Ebrei e antisemitismo tra emancipazione, nazionalismo e fascismo
Soltanto di recente la storiografia italiana ha cominciato a riflettere seriamente sulle origini e sul percorso di un razzismo italiano, portando in primo piano un rinnovato e quasi inedito interesse per la questione ebraica.
Il razzismo italiano non si qualificò in prima battuta attraverso l’antisemitismo e ciò per il fatto, storicamente fondato, che il pregiudizio contro gli ebrei nella tradizione politico-culturale italiana era di matrice essenzialmente cattolica, esso si rifaceva, cioè, all'antigiudaismo.
Momigliano, un importante storico, nella prefazione alle sue “Pagine ebraiche” scrive:
“Questa strage immane non sarebbe mai avvenuta se in Italia, Francia, Germania non ci fosse stata indifferenza, maturata nei secoli, per i connazionali ebrei. L’indifferenza era l’ultimo prodotto delle ostilità delle chiese per cui la conversione era l’unica soluzione al problema ebraico”.

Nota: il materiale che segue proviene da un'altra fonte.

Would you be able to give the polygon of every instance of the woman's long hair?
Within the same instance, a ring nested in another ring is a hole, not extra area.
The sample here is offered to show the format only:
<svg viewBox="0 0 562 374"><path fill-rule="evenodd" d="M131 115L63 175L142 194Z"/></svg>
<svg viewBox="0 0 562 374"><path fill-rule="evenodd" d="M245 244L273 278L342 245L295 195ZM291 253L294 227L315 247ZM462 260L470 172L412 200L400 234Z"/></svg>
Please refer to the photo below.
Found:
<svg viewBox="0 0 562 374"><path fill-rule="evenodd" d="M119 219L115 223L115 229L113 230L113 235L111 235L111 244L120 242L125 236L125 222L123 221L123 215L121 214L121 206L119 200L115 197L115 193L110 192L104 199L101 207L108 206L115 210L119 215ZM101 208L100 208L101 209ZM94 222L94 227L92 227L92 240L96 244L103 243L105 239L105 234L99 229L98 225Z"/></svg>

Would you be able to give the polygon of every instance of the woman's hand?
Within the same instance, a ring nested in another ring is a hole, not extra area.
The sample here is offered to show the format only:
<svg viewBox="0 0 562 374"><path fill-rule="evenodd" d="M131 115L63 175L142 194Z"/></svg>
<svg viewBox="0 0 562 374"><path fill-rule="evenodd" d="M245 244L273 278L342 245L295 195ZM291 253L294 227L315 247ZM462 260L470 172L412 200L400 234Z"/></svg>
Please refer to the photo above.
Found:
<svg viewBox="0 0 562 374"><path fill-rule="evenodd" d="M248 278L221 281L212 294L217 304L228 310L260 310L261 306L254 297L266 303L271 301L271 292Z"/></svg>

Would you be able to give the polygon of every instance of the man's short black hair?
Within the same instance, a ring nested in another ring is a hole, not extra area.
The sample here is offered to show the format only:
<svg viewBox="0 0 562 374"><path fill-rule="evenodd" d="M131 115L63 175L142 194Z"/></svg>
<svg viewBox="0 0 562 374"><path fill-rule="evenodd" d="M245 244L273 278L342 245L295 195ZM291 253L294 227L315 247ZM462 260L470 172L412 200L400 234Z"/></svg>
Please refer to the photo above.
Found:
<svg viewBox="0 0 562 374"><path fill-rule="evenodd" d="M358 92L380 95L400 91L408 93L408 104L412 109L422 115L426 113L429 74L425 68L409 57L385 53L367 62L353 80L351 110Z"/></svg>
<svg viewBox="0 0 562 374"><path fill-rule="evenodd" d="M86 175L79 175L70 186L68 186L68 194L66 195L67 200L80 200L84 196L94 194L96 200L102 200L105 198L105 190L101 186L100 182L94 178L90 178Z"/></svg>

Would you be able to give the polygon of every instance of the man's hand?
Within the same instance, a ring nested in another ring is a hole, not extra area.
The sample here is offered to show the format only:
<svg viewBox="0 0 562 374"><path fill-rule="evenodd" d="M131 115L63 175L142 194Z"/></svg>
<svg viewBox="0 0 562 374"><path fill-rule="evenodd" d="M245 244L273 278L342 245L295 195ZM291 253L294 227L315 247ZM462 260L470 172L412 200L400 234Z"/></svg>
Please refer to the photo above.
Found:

Nonostante si verificarono episodi di incomprensione per la rivendicazione di una propria identità da parte degli ebrei, l’antisemitismo come fenomeno politico in senso moderno nell'Italia liberale si deve considerare fatto piuttosto sporadico e isolato. L’influenza dello stesso antigiudaismo della Chiesa cattolica risultò circoscritto a un ambito se non ristretto, certamente definito. Ciò non significa che nell'Italia liberale non vi fossero episodi di insofferenza verso gli ebrei, ma essi non ebbero la forza di diventare movimento politico.
Gli ebrei, nell'Italia liberale, non fecero fatica a conservare le loro tradizioni, la loro cultura, i loro rituali e ciò rendeva esplicita l’emancipazione raggiunta.
La posizione degli ebrei nel Regno d'Italia fu caratterizzata dalla spinta all'assimilazione,da una parte, e dalla pulsione a mantenere, se non a sottolineare, gli elementi fondamentali della propria identità, dall’altra.
Nei rapporti con lo Stato l’emancipazione, però, non aveva coperto di per sé tutti i livelli della parificazione agli altri cittadini, perché sussistevano costumi e consuetudini che erano esclusivi e tipici degli ebrei.
Il punto di partenza per la definizione della nuova struttura di rappresentanza degli ebrei italiani fu costituito dalla legge Rattizzi del 1857.
Soltanto con il Codice penale unitario del 1889 vennero parificate tutte le confessioni al rango di culti ammessi e venne fornita loro pari tutela giuridica.
L’unificazione d’Italia non comportò immediatamente l’unificazione dell’organizzazione delle istituzioni rappresentative ebraiche; soltanto col passaggio al nuovo secolo s fece strada l’idea di realizzare una forma di rappresentanza collettiva.
L’emancipazione, come altrove in Europa, tra le altre conseguenze comportò l’accelerazione del processo di inurbamento degli ebrei italiani agevolandone l’accentramento nelle località maggiori e favorendo l’abbandono di quelle minori.
L’atto di nascita del sionismo come movimento politico per il ritorno degli ebrei nella terra di Sion risale alla fine dell'Ottocento; esso era la risposta alla situazione nella quale si venivano a trovare gli ebrei alla fine del secolo: da una parte, le persecuzioni nell'Europa centro-orientale, dall’altra le manifestazioni di antisemitismo nell'Europa occidentale, che erano culminate in Francia con l’affare Dreyfus.
Rispetto alle correnti europee, il sionismo italiano fu un fatto marginale.
Il crescere del nazionalismo italiano comportò la prima esplicita presa di posizione antisemita del nuovo movimento politico.
Il percorso dell’ebraismo italiano verso la piena parificazione fu bruscamente interrotto dal fascismo. La tendenza a identificare ebrei e antifascismo entrò come costante nella polemica dell’estrema ala antisemita del fascismo.